Catholic News Service photo
Pope Francis speaks as he leads his general audience in St. Peter's Square at the Vatican Feb. 12. 
Catholic News Service photo
Pope Francis speaks as he leads his general audience in St. Peter's Square at the Vatican Feb. 12. 
VATICAN CITY — Pope Francis said Catholic educators should engage in dialogue with increasingly multicultural societies in order to share the Gospel more widely.

The pope made his remarks Feb. 13, at a meeting with participants in a plenary session of the Congregation for Catholic Education, the Vatican body that oversees church-affiliated schools and colleges around the world.

Noting that "Catholic schools and universities are frequented by many non-Christian students and even nonbelievers," the pope said such institutions should offer all of their students, "with full respect for everyone's liberty and in ways appropriate to the educational context, the Christian proposal -- that is, Jesus Christ as the meaning of life, the cosmos and history."
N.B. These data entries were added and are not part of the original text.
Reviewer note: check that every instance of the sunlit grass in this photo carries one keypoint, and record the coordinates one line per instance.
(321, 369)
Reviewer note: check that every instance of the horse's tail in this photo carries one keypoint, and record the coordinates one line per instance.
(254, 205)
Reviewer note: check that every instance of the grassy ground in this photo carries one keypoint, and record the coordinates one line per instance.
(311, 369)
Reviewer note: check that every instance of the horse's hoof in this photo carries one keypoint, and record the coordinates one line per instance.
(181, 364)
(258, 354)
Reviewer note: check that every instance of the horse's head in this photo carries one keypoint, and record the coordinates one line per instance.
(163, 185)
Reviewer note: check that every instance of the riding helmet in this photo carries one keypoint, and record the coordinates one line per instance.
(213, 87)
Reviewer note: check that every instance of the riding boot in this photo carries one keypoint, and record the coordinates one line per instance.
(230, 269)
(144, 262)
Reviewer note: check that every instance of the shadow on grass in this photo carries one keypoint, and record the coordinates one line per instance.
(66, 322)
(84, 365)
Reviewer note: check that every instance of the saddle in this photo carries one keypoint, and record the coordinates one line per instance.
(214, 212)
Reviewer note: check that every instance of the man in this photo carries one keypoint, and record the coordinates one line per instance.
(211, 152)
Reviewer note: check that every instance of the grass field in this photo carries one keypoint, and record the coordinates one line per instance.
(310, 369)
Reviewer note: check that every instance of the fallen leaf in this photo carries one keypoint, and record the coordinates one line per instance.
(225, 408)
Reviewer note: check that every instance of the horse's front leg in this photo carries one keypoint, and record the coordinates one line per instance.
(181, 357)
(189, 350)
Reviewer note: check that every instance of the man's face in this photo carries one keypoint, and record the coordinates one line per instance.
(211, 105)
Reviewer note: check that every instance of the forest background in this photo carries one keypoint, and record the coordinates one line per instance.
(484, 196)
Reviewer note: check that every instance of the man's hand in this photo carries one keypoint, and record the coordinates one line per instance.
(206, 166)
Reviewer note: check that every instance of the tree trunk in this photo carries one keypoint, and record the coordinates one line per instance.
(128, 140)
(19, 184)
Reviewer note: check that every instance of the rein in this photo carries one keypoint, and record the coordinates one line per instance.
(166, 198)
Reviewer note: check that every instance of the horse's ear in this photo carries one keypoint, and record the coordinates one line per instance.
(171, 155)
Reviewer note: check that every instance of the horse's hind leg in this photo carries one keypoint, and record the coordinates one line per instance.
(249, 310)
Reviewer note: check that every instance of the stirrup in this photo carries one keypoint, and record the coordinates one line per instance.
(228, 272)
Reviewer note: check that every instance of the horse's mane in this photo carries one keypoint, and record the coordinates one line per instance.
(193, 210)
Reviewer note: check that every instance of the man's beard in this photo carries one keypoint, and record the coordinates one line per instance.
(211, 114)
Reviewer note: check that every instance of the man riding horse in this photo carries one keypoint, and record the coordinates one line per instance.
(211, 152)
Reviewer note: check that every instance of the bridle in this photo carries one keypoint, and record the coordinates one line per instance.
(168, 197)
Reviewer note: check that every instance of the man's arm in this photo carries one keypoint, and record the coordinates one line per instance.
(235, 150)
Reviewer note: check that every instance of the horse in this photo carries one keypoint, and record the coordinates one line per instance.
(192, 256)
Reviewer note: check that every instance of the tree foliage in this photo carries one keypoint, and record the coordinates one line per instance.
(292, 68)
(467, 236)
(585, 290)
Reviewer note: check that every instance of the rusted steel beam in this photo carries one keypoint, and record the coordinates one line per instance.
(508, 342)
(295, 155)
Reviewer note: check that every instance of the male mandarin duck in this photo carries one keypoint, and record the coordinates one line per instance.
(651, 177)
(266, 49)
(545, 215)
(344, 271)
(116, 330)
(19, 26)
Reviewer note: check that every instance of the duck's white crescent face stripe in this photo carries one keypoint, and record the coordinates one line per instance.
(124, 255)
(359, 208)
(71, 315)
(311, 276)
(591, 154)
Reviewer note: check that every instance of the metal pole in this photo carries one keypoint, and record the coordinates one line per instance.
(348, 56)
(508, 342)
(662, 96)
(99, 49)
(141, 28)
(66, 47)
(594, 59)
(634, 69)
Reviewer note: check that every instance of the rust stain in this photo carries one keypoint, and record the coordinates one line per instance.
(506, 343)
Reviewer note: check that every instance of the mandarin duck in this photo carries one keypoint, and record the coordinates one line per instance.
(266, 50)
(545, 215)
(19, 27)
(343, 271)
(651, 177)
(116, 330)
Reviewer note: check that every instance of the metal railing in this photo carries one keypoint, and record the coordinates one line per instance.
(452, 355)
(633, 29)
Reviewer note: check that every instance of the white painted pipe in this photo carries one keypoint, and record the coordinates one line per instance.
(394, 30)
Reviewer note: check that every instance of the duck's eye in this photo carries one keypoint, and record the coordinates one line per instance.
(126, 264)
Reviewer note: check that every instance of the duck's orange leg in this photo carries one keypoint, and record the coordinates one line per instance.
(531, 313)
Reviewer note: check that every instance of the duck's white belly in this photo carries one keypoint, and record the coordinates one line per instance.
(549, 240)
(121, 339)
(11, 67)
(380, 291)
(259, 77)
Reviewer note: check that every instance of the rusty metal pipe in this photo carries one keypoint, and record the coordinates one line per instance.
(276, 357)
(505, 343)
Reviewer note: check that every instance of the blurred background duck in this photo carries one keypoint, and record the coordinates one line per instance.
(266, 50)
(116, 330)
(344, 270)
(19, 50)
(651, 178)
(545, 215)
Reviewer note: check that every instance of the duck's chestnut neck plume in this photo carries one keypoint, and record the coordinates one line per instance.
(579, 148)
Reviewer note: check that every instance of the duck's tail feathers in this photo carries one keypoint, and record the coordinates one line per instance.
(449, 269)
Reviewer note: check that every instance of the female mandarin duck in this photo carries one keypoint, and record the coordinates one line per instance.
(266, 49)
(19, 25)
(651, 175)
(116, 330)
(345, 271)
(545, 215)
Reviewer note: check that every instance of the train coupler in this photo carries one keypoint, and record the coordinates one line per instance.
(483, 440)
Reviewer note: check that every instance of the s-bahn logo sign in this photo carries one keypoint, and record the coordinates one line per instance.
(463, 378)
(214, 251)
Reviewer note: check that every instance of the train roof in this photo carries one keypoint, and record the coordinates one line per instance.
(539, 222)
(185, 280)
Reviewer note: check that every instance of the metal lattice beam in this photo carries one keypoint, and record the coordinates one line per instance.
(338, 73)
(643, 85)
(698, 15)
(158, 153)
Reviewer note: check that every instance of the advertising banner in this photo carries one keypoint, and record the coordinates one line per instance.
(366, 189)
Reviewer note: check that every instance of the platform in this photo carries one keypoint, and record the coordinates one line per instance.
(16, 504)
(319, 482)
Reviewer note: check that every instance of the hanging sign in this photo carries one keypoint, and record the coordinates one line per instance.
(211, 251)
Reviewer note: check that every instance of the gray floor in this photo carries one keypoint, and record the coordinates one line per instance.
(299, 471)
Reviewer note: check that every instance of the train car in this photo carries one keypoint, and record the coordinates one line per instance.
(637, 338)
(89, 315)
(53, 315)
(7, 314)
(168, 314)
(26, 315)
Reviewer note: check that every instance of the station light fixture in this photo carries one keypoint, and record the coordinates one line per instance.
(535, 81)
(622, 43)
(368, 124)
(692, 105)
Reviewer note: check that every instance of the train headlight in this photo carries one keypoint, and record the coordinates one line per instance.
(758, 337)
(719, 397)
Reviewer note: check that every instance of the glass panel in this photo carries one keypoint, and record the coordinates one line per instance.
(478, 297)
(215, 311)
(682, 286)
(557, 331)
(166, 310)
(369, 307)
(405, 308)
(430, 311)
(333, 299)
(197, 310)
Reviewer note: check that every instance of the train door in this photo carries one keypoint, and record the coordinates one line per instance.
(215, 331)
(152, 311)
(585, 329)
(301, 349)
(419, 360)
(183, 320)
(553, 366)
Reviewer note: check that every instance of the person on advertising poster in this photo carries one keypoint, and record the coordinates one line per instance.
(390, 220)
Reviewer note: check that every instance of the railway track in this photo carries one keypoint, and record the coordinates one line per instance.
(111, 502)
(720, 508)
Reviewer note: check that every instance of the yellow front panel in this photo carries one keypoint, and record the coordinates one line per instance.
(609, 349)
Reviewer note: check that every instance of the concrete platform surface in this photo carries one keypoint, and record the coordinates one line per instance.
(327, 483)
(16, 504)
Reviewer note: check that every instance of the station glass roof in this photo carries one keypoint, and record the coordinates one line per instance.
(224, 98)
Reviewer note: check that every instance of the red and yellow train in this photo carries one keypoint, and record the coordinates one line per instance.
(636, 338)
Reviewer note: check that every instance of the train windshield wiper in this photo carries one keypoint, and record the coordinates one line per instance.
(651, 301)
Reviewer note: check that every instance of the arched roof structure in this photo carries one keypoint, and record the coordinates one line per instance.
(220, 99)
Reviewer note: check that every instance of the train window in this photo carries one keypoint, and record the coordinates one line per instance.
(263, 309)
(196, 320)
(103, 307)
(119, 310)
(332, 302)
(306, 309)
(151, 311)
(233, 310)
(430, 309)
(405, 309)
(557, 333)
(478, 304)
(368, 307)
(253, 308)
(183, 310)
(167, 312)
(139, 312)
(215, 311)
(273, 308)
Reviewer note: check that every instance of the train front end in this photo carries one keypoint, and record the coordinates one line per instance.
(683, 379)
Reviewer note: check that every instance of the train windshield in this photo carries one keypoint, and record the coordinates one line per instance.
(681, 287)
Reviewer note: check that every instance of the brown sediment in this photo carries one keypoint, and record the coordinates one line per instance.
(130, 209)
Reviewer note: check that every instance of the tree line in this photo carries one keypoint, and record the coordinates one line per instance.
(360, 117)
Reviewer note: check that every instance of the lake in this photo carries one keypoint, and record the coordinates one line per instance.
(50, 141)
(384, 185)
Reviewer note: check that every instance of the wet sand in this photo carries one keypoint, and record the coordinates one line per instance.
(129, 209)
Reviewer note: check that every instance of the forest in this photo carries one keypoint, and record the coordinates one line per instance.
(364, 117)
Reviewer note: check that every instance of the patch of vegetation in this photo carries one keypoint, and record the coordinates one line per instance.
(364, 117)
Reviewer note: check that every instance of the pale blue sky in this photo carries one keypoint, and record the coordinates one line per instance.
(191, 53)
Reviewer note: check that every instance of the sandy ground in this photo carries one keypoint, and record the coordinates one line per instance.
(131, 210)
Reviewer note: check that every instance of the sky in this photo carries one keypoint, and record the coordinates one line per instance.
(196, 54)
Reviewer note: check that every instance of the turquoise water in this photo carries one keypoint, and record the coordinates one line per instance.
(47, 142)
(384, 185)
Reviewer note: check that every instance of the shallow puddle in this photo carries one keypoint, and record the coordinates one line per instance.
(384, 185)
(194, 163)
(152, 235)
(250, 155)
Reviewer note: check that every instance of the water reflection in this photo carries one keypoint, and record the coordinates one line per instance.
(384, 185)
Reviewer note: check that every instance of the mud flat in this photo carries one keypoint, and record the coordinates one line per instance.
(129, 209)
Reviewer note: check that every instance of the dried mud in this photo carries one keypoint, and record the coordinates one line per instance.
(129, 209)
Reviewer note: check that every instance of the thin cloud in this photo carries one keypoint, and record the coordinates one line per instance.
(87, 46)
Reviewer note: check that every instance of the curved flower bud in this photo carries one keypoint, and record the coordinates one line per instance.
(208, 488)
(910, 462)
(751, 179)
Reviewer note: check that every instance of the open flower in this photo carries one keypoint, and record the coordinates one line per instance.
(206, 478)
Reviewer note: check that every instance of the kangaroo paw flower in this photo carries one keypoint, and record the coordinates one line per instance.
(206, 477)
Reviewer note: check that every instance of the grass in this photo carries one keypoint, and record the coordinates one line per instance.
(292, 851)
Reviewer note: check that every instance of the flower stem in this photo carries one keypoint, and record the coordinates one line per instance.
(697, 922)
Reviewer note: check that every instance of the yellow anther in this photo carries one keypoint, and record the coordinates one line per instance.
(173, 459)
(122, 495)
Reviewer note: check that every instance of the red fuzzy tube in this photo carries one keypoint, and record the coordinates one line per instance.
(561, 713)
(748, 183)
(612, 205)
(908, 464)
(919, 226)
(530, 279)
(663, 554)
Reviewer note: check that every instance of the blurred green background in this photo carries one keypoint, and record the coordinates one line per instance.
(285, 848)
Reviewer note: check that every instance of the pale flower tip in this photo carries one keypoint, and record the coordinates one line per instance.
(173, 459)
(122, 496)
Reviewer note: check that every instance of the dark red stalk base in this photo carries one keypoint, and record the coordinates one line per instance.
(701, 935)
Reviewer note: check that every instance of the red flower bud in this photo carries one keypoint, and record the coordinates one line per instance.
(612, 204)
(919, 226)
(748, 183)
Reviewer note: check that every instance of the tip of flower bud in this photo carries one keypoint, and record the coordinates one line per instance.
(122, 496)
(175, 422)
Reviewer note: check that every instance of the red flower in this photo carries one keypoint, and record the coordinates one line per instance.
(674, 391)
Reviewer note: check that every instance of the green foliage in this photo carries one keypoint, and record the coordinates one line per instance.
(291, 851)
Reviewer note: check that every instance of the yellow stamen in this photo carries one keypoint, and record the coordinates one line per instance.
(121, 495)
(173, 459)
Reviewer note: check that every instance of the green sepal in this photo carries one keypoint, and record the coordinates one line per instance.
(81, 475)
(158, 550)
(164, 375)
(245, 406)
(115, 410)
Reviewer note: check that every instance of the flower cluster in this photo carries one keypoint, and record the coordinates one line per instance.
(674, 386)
"Catholic education is one of the church's most important challenges, committed to carrying out the new evangelization in a historical and cultural context in constant transformation," he said, likening the modern world to Jesus' mission field in the "Galilee of the gentiles: a crossroads of people of diverse races, cultures and religions."

In this context, Catholic educators must involve themselves in "discussion and dialogue, with a courageous and innovative fidelity that might lead to an encounter between Catholic identity and the diverse 'souls' of multicultural society."

Church-affiliated schools and colleges have a "responsibility to express a living presence of the Gospel in the fields of education, science and culture," he said.

Referring to the Areopagus in ancient Athens where St. Paul preached to the pagans, the pope said "Catholic academic institutions should not isolate themselves from the world, but should know how to enter courageously into the areopagi of today's cultures and engage in dialogue, conscious of the gift they have to offer everyone."

Pope Francis said Catholic teachers need spiritual grounding to communicate with young people in a fast-changing society.

"The young need high-quality teaching as well as values, not merely enunciated but witnessed. This coherence is an indispensable factor in the education of young people," he said.

"For this reason, the educator himself needs permanent formation," the pope said. "Investments must be made so that teachers and administrators might maintain both their professionalism and their faith and the strength of their spiritual motivations."